I came across Mr Bragdon while doing research for my paper on electrical lighting in churches and he seems to have dabbled in church and lighting design.
Bragdon is a very interesting, but strange character. He was a theosophist, following the writings of Madame Blavatsky.
On a different note, there is a very interesting book I recommend, alas it has not to my knowledge been translated yet.
It is De geheime wereld van James Ensor [The Secret World of James Ensor] by John Gheeraert.
I think it should be translated because it recounts a very interesting period in Ensor's life while Blavatsky was in Ostend writing her Secret Docrine (published in 1888) and, according to Gheeraert, he was fascinated with her and her ideas.
The author Gheeraart says: 'The key to Ensor's secret lies in his Brussels period.
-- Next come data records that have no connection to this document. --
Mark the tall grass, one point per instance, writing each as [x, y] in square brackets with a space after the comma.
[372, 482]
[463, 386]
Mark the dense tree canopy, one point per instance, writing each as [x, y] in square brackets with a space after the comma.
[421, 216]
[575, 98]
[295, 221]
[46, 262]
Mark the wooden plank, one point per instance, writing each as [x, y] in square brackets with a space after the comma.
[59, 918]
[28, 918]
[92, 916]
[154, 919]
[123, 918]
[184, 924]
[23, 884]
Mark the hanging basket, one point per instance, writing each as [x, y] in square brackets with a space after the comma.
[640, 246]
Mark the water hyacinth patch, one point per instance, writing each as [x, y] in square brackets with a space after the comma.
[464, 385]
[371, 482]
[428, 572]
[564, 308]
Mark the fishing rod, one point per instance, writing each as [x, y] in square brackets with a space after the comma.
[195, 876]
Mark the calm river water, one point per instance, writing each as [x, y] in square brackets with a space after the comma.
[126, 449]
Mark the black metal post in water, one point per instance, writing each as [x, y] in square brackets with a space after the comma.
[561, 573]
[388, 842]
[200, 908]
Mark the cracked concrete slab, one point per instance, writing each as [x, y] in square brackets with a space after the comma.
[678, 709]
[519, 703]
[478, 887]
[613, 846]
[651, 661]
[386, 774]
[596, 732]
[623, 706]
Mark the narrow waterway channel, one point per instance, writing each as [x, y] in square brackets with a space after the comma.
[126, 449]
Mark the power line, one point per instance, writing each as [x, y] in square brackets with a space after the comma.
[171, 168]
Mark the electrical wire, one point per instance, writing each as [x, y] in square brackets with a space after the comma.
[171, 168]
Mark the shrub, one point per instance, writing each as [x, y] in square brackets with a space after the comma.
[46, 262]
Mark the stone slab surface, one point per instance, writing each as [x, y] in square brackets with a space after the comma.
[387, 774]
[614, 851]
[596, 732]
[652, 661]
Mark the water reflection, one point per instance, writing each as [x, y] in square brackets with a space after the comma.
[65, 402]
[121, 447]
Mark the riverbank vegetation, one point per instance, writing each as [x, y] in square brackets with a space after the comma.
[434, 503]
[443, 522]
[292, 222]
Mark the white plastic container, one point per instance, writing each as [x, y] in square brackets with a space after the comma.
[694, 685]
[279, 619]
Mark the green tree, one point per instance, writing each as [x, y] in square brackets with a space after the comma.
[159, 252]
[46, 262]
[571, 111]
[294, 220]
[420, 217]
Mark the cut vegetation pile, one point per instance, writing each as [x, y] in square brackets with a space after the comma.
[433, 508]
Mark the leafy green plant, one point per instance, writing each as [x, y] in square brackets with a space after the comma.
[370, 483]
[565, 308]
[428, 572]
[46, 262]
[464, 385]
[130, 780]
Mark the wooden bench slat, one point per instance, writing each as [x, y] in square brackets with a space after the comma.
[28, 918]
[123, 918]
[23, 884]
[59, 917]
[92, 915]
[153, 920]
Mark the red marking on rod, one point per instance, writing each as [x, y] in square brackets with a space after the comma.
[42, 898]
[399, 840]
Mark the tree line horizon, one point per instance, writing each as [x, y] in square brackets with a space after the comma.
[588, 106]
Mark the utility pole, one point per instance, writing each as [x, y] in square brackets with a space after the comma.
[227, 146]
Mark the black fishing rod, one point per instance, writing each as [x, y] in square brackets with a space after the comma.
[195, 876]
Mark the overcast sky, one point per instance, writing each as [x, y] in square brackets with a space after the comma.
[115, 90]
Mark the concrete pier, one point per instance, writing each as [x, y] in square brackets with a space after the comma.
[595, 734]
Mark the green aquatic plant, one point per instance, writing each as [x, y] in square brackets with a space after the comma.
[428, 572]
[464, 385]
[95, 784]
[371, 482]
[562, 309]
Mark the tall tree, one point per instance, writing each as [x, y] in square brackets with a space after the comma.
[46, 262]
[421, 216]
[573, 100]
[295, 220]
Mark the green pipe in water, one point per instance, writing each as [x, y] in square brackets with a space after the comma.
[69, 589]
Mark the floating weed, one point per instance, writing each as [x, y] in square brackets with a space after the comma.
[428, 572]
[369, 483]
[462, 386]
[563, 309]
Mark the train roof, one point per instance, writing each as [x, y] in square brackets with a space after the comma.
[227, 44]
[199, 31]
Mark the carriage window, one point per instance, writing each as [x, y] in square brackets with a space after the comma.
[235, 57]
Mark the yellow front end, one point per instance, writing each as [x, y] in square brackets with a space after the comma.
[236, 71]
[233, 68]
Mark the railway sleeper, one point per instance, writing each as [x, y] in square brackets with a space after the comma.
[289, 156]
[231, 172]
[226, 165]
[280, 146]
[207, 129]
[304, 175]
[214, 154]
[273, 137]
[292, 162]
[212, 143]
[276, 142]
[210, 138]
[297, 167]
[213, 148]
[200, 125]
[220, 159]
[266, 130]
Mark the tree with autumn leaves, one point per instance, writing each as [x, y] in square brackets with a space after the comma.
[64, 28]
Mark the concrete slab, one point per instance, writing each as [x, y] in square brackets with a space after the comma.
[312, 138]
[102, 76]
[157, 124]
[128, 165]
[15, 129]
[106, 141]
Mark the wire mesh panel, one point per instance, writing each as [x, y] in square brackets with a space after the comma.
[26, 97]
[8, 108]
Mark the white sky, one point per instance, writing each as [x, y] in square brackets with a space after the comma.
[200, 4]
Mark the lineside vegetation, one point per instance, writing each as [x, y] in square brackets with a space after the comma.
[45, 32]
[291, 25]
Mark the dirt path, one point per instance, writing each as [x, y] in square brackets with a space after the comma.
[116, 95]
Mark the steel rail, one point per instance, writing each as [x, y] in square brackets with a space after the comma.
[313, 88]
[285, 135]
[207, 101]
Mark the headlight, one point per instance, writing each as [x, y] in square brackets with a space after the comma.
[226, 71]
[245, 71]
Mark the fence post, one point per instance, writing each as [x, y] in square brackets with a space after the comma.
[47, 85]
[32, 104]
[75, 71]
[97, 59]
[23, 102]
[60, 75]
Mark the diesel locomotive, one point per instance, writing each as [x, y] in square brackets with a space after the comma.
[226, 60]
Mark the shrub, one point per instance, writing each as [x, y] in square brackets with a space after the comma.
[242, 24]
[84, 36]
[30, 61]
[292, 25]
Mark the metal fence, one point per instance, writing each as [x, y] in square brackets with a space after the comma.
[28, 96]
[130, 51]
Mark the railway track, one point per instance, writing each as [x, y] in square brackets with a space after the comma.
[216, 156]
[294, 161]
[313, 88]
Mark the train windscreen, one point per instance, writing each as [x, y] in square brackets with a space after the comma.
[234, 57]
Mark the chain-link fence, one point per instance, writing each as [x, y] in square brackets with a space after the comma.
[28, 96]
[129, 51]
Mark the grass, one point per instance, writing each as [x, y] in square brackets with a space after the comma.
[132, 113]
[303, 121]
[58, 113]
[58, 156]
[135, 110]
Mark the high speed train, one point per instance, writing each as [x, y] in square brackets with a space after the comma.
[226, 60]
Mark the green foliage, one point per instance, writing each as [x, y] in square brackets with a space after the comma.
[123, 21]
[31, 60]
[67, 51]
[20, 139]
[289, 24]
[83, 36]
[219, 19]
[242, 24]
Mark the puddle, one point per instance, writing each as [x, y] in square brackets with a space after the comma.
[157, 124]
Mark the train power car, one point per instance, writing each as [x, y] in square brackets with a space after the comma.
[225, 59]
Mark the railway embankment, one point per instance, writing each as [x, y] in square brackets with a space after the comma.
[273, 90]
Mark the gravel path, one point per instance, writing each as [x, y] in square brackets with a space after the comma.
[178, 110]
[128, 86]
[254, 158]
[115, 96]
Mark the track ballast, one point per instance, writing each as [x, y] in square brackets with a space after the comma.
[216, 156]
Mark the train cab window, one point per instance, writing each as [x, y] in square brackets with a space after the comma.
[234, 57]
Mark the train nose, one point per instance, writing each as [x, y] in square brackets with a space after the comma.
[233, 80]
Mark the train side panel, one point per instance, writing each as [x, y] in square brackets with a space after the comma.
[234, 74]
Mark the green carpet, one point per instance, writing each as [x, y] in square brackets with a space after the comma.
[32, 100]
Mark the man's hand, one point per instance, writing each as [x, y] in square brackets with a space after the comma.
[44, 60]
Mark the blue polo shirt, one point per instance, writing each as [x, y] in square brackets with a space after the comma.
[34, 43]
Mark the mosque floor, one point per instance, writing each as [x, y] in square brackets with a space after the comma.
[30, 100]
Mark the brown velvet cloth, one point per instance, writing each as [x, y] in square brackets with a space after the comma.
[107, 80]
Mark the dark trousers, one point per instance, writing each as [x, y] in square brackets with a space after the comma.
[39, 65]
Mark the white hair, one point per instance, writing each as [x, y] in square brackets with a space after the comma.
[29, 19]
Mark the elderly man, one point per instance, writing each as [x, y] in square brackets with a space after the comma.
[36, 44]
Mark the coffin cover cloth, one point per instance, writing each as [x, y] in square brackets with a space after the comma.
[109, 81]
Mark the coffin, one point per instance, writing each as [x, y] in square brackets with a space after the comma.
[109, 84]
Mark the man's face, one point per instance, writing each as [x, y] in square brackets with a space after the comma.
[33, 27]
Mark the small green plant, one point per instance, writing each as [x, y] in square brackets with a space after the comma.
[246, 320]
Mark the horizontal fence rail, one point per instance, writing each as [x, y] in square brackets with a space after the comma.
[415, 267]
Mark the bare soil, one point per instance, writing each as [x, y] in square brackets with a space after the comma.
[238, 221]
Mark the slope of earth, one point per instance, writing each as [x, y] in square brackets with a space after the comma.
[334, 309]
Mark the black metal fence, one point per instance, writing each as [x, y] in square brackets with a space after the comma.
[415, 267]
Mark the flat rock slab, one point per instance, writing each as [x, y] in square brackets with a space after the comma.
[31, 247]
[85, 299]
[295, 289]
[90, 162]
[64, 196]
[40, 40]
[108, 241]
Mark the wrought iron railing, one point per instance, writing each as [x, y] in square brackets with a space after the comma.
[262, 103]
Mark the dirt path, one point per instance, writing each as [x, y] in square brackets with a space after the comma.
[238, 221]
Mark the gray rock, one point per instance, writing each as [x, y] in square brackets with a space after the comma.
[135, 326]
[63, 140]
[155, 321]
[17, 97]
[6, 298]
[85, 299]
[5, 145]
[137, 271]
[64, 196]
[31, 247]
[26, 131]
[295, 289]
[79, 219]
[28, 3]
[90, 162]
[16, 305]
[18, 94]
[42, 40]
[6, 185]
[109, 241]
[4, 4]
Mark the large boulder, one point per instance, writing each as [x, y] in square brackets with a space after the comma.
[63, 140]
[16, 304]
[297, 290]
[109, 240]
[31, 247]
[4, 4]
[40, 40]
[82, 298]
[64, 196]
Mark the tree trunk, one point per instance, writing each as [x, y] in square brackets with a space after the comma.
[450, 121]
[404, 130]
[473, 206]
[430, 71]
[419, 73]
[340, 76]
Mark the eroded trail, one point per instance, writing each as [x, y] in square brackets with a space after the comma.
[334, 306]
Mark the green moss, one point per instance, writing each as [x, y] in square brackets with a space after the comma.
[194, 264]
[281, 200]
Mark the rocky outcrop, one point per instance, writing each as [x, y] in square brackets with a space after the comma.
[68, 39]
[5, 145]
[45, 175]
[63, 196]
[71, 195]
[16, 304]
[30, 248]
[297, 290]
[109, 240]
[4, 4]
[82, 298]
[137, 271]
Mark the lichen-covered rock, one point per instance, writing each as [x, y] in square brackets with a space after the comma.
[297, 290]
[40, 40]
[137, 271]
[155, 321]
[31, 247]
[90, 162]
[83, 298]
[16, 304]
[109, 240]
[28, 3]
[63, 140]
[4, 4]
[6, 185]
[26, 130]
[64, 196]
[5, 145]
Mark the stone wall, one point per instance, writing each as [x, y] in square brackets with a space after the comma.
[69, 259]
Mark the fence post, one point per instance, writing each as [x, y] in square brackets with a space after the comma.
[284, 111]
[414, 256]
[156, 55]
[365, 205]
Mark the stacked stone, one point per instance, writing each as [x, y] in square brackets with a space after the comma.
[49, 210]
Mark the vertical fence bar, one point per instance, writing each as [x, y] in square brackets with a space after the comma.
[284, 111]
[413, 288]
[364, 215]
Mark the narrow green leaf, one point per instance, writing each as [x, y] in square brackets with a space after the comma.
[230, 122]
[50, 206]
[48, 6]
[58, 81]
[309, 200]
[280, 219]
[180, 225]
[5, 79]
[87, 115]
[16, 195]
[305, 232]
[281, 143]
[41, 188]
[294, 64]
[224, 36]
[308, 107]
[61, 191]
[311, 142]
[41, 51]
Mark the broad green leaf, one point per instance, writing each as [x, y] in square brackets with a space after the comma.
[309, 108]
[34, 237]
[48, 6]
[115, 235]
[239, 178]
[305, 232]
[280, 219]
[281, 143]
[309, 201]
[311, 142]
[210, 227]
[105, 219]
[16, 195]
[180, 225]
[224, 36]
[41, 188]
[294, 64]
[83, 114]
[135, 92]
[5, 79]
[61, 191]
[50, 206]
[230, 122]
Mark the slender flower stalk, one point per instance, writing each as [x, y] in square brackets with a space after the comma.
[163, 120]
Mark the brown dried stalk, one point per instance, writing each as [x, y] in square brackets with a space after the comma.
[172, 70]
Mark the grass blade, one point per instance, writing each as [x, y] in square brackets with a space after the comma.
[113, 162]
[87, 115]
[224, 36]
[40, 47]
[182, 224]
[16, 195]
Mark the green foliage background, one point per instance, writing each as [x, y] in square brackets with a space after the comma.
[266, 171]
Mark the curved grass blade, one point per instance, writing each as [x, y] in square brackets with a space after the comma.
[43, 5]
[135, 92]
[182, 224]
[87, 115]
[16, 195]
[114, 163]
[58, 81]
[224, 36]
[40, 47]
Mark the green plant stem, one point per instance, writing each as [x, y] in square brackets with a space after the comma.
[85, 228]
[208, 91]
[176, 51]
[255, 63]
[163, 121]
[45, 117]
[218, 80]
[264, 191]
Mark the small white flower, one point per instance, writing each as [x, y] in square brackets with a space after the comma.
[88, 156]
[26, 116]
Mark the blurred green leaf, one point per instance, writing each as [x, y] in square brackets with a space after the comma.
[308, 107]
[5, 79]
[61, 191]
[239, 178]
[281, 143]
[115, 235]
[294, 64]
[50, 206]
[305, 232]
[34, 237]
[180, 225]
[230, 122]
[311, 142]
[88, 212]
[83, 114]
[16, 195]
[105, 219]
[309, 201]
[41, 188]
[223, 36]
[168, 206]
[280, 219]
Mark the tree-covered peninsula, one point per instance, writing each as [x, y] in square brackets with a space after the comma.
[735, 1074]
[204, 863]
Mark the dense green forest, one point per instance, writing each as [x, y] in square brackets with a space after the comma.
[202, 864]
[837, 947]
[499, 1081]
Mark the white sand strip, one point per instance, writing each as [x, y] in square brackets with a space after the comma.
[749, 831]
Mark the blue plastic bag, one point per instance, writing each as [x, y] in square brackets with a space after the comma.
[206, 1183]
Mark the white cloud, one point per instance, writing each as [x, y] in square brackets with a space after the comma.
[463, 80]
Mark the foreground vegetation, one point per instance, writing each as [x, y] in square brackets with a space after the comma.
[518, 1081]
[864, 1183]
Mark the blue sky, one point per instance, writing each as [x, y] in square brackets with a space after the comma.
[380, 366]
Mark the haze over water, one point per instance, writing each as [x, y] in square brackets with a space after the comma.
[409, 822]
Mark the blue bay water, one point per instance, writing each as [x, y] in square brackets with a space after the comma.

There he got into contact with the famous freethinker Ernest Rousseaux. I further discovered that the co-founder of the Theosophical Society, Helena Blavatsky, between 1886 and 1887 a year in Ostend and lived there her "secret doctrine" wrote the bible of the theosophists. My research showed that Ensor, in his most creative period, much of the esoteric works were derived from Blavatsky. But Ensor was also friends with famous Asia-traveler, Alexandra David-Neel. She also spent some time in Ostend. I discovered such totally unexpected sources that provided insights about a painter whose life is usually seen as 'boring'. "
The book does teeter on the edge of fiction as it is not a full-blown biography, but still some interesting stuff.